Federal Aviation Administration (FAA) menetapkan seluruh stadion dan area penyelenggaraan turnamen sebagai "No Drone Zone".
Pada hari pertandingan, seluruh aktivitas penerbangan, termasuk drone, dilarang dalam radius tiga mil laut dan hingga ketinggian 3.000 kaki di atas permukaan tanah di sekitar stadion, kecuali mendapat izin khusus dari pengatur lalu lintas udara.
FAA menyatakan pelanggar dapat dikenai denda pidana hingga 100 ribu dolar AS karena menerbangkan perangkat udara di area tersebut.
Kendati Piala Dunia 2026 baru dimulai pada 11 Juni, otoritas federal menyebut pelanggaran sudah terjadi. Dalam pernyataan pada Selasa lalu, Transportation Security Administration (TSA) mengungkapkan telah menyita lebih dari 300 drone sejak Piala Dunia 2026 bergulir.
Kantor lapangan FBI di Miami juga melaporkan telah mengeluarkan surat tilang kepada 49 operator drone yang melakukan penerbangan tanpa izin. Selain itu, sebanyak 54 drone disita di wilayah Florida.
Penerapan Aturan
Pekan lalu di Kansas City, Missouri, FBI bersama sejumlah aparat penegak hukum lainnya menyita delapan drone beserta perangkat pengendalinya karena melanggar pembatasan sementara penerbangan di area Kansas City Stadium dan zona penggemar FIFA.
Dua operator drone juga menerima surat pelanggaran dari Federal Air Marshal Service (FAMS).
FBI turut menempatkan unit khusus di sekitar venue Piala Dunia 2026 untuk mendeteksi sekaligus melumpuhkan drone yang beroperasi tanpa izin.
Juru bicara TSA kepada BBC Sport mengatakan penegakan aturan dilakukan secara cepat dan proaktif terhadap siapa pun yang menerbangkan drone di kawasan terlarang.
Ia menambahkan bahwa pihak berwenang telah menerapkan sistem pengamanan wilayah udara dan mitigasi drone paling komprehensif dalam sejarah Amerika Serikat untuk Piala Dunia FIFA 2026.
Upaya tersebut, menurutnya, telah menghasilkan penyitaan lebih dari 300 drone tanpa izin hingga saat ini.
Sanksi Berat
FAA menyebut penggunaan drone di kawasan No Drone Zone Piala Dunia dapat berujung pada sanksi berat.

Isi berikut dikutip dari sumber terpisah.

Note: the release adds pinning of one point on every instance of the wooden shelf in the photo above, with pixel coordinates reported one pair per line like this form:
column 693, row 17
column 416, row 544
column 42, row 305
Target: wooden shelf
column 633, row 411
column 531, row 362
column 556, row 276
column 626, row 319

Lantaran FBI memiliki kewenangan menggunakan peralatan khusus untuk mencegat dan menyita drone, pelanggar dapat menghadapi tuntutan pidana federal serta penangkapan langsung.
Sanksi perdata mencapai 75 ribu dolar AS untuk setiap pelanggaran, sedangkan denda pidana dapat mencapai total 100 ribu dolar AS.
Selain di sekitar stadion, FAA melarang penerbangan drone di area berkumpulnya suporter Piala Dunia 2026 di seluruh Amerika Serikat. Di lokasi tersebut, drone dilarang terbang dalam radius satu mil laut dan hingga ketinggian 1.000 kaki di atas permukaan tanah.
Menurut BBC Sport, pembatasan ini diterapkan sebagai langkah keselamatan untuk mencegah ancaman drone terhadap masyarakat di darat.
BBC Sport juga menyebut kebijakan tersebut merupakan bagian dari upaya perlindungan terhadap potensi terorisme, setelah Presiden Amerika Serikat, Donald Trump, menandatangani perintah eksekutif tahun lalu untuk memperkuat pertahanan Amerika Serikat terhadap serangan drone.